I have been confronted with my own frustration, impatience, selfishness, suspicion, anger, judgment, prejudice, racists attitudes, etc. I have again realized that I am in as much need of mercy and grace as anyone else in the entire community. I am thankful Jesus can forgive me, cleanse me and change me as I confess my sin and brokenness before Him. I believe it will take the humility to let Jesus heal us, so that hopefully we can be a part of bringing healing to a heartbroken community.
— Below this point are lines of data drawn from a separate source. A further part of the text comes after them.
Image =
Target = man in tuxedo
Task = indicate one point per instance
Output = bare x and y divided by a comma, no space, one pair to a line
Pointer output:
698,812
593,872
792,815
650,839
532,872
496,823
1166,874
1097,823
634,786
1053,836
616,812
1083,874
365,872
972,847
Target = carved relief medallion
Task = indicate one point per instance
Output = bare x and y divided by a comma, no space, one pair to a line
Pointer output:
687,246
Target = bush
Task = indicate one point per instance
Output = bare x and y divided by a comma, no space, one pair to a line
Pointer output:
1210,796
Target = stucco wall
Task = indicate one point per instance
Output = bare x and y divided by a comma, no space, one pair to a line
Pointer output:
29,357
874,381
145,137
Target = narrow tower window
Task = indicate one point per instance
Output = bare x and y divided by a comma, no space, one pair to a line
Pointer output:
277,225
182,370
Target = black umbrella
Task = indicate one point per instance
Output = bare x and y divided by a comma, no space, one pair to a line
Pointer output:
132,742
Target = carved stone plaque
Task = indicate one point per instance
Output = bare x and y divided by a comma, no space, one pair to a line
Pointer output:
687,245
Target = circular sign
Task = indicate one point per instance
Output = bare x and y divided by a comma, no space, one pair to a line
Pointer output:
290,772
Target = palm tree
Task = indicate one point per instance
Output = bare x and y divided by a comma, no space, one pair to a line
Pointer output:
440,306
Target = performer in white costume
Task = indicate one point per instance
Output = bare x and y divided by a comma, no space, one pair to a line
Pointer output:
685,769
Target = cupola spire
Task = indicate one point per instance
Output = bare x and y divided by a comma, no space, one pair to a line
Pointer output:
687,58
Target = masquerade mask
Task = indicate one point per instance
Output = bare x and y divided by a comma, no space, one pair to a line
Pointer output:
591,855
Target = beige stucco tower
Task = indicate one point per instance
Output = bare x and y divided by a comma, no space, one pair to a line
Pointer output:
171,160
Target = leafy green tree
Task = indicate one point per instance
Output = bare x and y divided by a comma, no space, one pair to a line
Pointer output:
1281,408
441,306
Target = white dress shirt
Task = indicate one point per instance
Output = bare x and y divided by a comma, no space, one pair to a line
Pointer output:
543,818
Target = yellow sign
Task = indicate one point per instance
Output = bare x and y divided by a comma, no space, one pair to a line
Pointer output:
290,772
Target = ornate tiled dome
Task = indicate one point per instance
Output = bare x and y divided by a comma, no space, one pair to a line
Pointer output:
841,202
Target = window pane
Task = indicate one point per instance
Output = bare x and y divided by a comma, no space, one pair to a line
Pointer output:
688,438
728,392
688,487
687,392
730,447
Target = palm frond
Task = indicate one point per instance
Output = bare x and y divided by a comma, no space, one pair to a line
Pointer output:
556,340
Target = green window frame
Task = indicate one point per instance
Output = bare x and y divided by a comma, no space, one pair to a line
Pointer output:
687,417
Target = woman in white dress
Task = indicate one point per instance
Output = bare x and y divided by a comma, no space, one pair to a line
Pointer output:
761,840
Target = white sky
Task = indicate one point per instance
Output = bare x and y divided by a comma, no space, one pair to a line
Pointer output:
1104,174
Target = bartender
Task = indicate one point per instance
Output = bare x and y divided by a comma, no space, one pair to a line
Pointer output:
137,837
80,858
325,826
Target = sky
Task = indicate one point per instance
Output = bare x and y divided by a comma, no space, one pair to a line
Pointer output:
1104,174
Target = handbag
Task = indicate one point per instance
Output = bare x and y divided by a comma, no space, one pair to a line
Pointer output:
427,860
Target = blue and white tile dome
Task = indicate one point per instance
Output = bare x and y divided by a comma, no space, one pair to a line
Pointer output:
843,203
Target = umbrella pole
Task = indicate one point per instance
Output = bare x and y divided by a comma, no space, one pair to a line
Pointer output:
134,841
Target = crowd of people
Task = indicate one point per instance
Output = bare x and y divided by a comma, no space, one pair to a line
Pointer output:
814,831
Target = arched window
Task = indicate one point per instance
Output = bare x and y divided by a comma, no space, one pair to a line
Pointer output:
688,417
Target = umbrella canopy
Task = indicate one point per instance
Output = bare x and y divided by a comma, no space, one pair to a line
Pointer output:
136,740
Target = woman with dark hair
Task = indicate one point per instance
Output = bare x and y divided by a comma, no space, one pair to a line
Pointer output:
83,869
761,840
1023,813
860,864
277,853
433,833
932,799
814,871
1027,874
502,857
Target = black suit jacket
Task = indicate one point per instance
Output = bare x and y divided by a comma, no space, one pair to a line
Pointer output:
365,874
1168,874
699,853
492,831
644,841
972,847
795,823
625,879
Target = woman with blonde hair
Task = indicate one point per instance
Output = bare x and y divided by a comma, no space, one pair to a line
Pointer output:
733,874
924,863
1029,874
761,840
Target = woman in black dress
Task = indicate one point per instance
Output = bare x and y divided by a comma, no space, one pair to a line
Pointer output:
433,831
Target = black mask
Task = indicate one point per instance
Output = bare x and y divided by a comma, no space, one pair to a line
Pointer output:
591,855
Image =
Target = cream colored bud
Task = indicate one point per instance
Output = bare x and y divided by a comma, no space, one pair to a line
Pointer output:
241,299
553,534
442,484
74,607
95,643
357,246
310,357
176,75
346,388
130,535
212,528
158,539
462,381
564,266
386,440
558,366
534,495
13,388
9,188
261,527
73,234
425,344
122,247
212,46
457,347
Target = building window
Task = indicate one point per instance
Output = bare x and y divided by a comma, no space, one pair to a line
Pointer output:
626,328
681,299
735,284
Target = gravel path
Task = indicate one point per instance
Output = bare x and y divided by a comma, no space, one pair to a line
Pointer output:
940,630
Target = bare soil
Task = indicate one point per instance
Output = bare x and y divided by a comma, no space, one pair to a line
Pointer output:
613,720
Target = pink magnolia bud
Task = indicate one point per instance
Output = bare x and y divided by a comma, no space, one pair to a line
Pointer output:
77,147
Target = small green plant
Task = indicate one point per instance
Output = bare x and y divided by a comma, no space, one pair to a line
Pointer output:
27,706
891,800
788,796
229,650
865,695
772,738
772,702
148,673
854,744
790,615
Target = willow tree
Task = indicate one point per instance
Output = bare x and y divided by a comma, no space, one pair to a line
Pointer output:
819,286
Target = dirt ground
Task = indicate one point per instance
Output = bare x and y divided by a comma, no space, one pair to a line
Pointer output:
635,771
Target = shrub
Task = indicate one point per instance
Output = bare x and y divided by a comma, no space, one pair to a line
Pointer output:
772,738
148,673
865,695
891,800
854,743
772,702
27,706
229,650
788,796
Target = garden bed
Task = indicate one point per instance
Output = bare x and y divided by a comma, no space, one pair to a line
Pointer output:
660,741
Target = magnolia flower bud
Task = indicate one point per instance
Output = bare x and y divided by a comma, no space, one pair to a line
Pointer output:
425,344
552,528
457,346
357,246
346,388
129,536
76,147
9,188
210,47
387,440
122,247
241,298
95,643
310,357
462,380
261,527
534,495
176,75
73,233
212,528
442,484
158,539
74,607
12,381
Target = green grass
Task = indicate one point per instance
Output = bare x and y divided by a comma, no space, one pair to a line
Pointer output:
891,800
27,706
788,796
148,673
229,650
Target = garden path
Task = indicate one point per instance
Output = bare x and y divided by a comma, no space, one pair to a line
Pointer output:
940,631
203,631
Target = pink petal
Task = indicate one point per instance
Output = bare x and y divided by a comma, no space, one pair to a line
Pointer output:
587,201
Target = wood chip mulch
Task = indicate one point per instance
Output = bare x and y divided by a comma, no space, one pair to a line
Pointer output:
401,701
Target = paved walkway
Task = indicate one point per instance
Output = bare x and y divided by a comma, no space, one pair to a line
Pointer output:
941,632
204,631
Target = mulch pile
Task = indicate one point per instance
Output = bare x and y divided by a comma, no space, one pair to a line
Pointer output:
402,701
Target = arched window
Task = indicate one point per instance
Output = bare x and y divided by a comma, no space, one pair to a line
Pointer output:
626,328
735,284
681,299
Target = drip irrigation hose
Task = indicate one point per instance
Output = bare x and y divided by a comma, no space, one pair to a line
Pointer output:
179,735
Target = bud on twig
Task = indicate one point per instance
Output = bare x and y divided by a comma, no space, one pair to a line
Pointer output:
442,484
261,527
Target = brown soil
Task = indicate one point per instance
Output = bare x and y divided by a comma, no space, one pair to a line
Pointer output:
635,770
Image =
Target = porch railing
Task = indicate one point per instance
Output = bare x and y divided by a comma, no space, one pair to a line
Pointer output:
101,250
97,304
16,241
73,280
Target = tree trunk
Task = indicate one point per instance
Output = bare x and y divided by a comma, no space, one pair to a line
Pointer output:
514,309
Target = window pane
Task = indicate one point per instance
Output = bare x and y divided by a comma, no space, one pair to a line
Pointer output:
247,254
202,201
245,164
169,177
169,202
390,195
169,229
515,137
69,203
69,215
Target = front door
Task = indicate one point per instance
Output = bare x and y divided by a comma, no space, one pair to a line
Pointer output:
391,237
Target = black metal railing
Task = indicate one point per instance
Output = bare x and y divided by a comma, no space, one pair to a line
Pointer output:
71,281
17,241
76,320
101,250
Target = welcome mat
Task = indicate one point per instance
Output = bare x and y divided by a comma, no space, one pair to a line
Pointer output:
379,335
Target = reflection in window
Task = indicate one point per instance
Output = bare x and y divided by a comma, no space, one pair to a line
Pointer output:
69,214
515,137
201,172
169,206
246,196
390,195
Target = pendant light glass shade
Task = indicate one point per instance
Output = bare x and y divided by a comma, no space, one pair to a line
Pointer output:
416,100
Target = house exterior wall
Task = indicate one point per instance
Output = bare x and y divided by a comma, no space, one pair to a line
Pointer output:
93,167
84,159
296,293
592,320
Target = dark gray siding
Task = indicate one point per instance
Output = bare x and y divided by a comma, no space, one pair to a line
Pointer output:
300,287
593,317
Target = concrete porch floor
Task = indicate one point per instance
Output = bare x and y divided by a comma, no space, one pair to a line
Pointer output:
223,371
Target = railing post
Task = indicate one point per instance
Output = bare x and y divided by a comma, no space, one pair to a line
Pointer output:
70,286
Obviously, the local tragedy with Ahmaud arouses many questions and tensions regarding race relations, justice, prejudice, and pain. These are terribly sad but not necessarily new realities. I want to share more and say more on these issues from a truly biblical perspective. We need to be able to have these conversations as a community in the days ahead. It will not be easy. Satan would love to use this moment to divide us further racially; but I know in God’s heart He wants to make us more unified. For the church of Jesus Christ (white, black, and all people of color), I pray we can enter conversations and take steps with this thought in mind: “God loves every person on our planet as much as he loves you. Now he is calling you to do the same.” We must push through our prejudicial and racial biases to come to a place of mutual love, respect and a full desire for justice for all people. And we must denounce every form of racism, separatism, hate, supremacy and pride in the name of Jesus. I stand on really solid biblical merits to declare that these have nothing to do with the Kingdom of God. So let’s look within and face our own sin, and discover God’s grace so we can then face our neighbors with love and do the hard work of reconciliation and the pursuit of justice. It is heart of God to do so. And that’s the Word.